Receipt printer + barcode scanner interface (with Joy-Con support for optional two-handed operation) for loom. Presented at qr show in March 2025.
2024
In the summer of 2024, my partner Shanni suggested we purchase a receipt printer with the explicit intention of tangibly visualizing Loom trees on receipt paper.
I realized that loom could ostensibly power a prototype of an interactive "paper loom" with just a few modifications. We ordered and received our first thermal printer shortly thereafter; I spent a week or two adding rudimentary ESC/POS support, and we gave a series of informal demonstrations to a number of pairs -> groups of friends (and friends of friends) over the following weeks and months.
Early feedback
I found my laptop + terminal to be rather heavily distracting to users, quickly & continuously hijacking attention from the receipts themselves, let alone the material printed on the receipts.
The less visual contact between a user and my computer, the smoother their experience seemed to go, regardless of technical inclination.
We observed that a user who engaged with the receipts directly (minimized eye-screen, maximized hand-paper contact) was more likely to find intrigue in the heart of the project: base models + Loom. A couple of users noted that their previously wholly-negative impression of AI broadly had been swayed by their experience.
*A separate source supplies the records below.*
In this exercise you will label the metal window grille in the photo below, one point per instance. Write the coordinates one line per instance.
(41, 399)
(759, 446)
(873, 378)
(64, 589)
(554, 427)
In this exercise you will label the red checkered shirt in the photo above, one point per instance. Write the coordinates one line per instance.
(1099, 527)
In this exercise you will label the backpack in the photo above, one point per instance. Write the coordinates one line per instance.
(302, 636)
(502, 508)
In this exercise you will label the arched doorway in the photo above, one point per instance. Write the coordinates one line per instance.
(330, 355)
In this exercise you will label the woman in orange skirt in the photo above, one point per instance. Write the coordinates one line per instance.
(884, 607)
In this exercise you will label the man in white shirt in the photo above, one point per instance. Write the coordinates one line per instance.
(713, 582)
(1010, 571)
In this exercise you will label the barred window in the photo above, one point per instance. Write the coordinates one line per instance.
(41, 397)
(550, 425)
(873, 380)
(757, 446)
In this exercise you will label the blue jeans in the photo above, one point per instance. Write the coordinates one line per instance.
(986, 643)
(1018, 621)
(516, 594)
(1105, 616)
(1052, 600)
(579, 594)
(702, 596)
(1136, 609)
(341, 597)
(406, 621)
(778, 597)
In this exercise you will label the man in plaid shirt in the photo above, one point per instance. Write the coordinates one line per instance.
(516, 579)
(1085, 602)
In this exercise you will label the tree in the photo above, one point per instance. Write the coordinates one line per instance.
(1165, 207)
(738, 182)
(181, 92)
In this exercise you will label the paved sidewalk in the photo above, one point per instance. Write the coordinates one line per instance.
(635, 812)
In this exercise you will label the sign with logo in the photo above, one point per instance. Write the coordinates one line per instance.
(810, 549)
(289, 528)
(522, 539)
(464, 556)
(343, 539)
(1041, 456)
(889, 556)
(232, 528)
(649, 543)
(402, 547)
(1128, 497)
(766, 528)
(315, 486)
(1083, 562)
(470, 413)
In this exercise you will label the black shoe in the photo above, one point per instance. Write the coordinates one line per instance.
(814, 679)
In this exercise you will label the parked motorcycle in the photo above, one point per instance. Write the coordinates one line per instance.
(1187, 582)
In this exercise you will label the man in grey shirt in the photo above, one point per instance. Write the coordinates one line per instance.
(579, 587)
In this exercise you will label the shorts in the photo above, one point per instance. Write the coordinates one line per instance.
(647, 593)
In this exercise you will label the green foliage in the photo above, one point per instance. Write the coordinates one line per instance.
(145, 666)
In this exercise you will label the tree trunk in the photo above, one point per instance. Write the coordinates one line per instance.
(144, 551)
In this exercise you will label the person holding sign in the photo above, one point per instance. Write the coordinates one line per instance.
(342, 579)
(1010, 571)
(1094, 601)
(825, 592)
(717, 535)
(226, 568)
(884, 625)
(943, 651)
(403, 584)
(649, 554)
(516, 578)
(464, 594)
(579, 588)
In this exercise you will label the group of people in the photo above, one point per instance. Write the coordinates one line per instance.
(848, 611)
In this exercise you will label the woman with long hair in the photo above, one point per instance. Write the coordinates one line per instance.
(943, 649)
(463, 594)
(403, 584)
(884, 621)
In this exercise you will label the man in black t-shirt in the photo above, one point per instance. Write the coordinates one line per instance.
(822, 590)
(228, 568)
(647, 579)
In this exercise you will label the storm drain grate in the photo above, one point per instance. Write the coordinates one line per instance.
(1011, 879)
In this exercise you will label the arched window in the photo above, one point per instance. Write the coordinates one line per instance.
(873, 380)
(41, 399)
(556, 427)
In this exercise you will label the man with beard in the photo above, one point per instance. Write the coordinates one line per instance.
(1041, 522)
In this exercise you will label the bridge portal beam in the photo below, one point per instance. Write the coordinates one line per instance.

What I took from this was that my responsibility as a facilitator was -> the goal of this interface should be to meet the user on level ground, to foster a tacit/intuitive understanding of the various mechanics in a way that was informed by whatever shared overlap we had in terms of background or interests, be they technical or cultural (music, writing, videogames, etc).
Cards, sheets
I found myself at a certain point in this process fascinated by the idea of a paper-only "card-based" mechanism for operating the loom. My early attendance @ Side Project Saturday was largely oriented toward building out something to that effect:
I made solid progress, but hit a wall (that is, quickly and reliably scanning multiple QR codes with a single faraway camera under varied lighting conditions) and paused work on the receipt side of my loom for a good while.
2025
Barcode scanner
I resolved one night in March 2025 to finish the first iteration of a paper-only receipt loom; my intention was to give the multi-QR scanning hurdle another earnest attempt in light of new model releases, etc.
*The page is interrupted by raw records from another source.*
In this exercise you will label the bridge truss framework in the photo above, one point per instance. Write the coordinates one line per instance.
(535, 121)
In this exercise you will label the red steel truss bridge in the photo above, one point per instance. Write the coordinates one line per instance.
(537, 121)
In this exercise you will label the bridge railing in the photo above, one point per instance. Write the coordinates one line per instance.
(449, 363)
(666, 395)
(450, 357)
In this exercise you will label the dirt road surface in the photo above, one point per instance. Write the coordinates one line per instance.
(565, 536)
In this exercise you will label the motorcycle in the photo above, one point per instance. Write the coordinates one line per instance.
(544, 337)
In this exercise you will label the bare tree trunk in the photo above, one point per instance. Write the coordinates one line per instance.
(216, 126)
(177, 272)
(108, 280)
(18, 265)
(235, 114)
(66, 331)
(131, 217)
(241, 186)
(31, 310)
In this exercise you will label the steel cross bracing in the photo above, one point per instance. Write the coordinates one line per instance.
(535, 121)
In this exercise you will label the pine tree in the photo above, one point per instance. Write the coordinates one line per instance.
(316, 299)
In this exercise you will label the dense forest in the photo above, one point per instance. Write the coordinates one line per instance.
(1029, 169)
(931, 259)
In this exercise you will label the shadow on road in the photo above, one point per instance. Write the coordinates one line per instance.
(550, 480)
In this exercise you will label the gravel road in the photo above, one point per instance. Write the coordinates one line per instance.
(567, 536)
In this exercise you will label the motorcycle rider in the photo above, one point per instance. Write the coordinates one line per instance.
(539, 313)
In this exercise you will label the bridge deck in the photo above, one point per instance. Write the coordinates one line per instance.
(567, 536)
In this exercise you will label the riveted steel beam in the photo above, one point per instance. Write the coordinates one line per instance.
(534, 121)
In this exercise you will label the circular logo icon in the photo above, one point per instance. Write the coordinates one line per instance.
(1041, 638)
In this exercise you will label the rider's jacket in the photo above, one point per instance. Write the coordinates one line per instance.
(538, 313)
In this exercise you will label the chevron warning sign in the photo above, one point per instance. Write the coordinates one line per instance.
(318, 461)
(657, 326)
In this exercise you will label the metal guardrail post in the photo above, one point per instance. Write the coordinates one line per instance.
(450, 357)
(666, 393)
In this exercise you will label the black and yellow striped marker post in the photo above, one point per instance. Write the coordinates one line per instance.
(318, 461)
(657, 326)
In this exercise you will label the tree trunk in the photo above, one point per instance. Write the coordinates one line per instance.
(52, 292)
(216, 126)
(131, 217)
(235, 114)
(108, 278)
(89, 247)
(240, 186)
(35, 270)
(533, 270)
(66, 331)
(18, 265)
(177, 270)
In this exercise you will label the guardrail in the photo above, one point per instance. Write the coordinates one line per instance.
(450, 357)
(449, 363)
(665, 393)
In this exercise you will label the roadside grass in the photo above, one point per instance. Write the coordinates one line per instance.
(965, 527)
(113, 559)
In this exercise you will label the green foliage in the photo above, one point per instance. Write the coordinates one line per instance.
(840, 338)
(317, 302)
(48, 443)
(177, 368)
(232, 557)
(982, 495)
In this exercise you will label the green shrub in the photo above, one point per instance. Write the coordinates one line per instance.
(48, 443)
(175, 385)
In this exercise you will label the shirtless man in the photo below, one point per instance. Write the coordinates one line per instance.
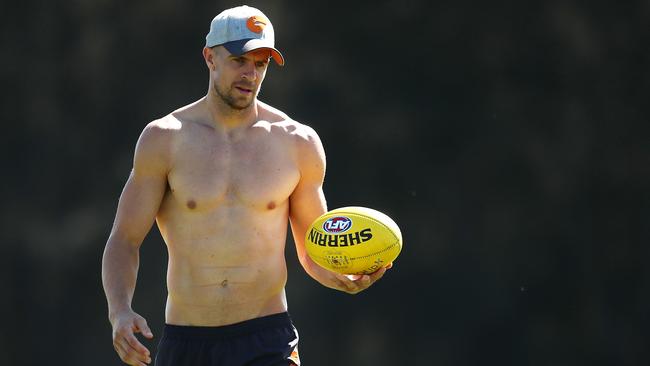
(222, 177)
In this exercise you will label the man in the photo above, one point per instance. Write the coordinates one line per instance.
(222, 177)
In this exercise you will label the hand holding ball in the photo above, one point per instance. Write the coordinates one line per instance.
(353, 240)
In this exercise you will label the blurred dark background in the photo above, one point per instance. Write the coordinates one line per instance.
(509, 140)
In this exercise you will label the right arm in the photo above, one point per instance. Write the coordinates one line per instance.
(136, 212)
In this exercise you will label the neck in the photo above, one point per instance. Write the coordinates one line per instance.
(227, 118)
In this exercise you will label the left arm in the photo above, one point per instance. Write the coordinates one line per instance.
(306, 203)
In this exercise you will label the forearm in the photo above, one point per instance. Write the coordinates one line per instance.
(119, 274)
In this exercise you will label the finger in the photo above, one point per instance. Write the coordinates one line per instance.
(132, 357)
(353, 277)
(143, 327)
(345, 283)
(135, 344)
(377, 274)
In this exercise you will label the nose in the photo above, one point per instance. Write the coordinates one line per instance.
(250, 72)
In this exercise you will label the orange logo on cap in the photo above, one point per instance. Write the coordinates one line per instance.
(256, 23)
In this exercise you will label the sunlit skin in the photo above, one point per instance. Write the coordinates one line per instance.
(222, 178)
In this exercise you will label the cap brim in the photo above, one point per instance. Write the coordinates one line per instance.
(243, 46)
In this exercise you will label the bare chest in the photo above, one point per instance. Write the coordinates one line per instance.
(208, 172)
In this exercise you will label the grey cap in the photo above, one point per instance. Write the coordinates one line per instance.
(241, 30)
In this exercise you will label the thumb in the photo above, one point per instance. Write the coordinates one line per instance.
(142, 326)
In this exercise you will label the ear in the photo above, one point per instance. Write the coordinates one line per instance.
(210, 58)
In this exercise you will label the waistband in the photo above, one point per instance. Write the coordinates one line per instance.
(230, 330)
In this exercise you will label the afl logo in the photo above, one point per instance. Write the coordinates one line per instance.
(338, 224)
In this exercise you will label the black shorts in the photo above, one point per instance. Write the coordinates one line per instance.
(267, 341)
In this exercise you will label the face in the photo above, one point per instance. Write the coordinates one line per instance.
(237, 80)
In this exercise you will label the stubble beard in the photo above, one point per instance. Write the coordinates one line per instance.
(227, 98)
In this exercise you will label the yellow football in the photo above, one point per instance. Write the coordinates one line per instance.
(353, 240)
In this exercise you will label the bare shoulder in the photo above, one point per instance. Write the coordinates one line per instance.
(154, 144)
(301, 133)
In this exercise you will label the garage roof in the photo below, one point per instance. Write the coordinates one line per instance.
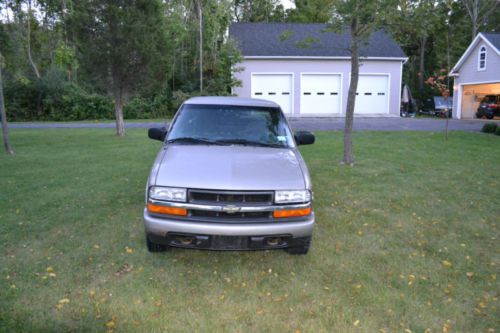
(490, 38)
(493, 38)
(282, 40)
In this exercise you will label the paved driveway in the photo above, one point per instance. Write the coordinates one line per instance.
(311, 124)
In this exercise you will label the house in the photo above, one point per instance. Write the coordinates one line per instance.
(305, 68)
(476, 74)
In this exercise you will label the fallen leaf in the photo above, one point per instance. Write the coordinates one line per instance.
(446, 263)
(125, 268)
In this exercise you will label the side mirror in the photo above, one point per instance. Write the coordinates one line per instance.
(156, 133)
(304, 138)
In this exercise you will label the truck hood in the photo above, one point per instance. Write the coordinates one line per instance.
(233, 167)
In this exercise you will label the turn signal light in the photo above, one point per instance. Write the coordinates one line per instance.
(292, 212)
(158, 209)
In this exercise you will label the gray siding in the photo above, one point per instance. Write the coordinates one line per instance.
(298, 66)
(468, 73)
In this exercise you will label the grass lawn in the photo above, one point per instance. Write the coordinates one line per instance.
(96, 121)
(406, 241)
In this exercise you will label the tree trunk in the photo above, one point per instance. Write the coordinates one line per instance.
(351, 97)
(3, 117)
(118, 97)
(421, 67)
(32, 63)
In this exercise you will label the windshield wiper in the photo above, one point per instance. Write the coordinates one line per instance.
(249, 143)
(188, 139)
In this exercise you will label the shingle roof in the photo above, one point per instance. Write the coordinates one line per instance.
(493, 38)
(307, 40)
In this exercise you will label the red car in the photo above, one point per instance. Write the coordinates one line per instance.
(489, 107)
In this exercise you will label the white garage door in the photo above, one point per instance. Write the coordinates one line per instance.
(373, 94)
(320, 93)
(274, 87)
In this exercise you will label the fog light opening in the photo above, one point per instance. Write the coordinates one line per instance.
(274, 241)
(185, 240)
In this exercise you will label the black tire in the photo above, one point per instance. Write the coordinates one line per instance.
(299, 250)
(154, 247)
Thinking the next morning about what I'd seen of Omar & Andrés' Folk Gadget, I realized that scanning multiple QR codes simultaneously (Folk-style) was a problem that didn't necessarily need solving for this system to exist.
I'd previously toyed with a webapp to scan codes with a mounted or handheld smartphone, but foregone the idea in large part due to its dissonance with the intention behind the project (screenless computing / LLM interaction), along with performance concerns.
By comparison, barcode scanners have been heavily optimized for speed, accuracy, and ergonomics:
Demos
The rest of the prototype came together pretty smoothly over the course of a couple of weeks.
We presented the project at qr show, held @ Recurse Center in March.
We also brought the receipt loom to Sydney, Australia.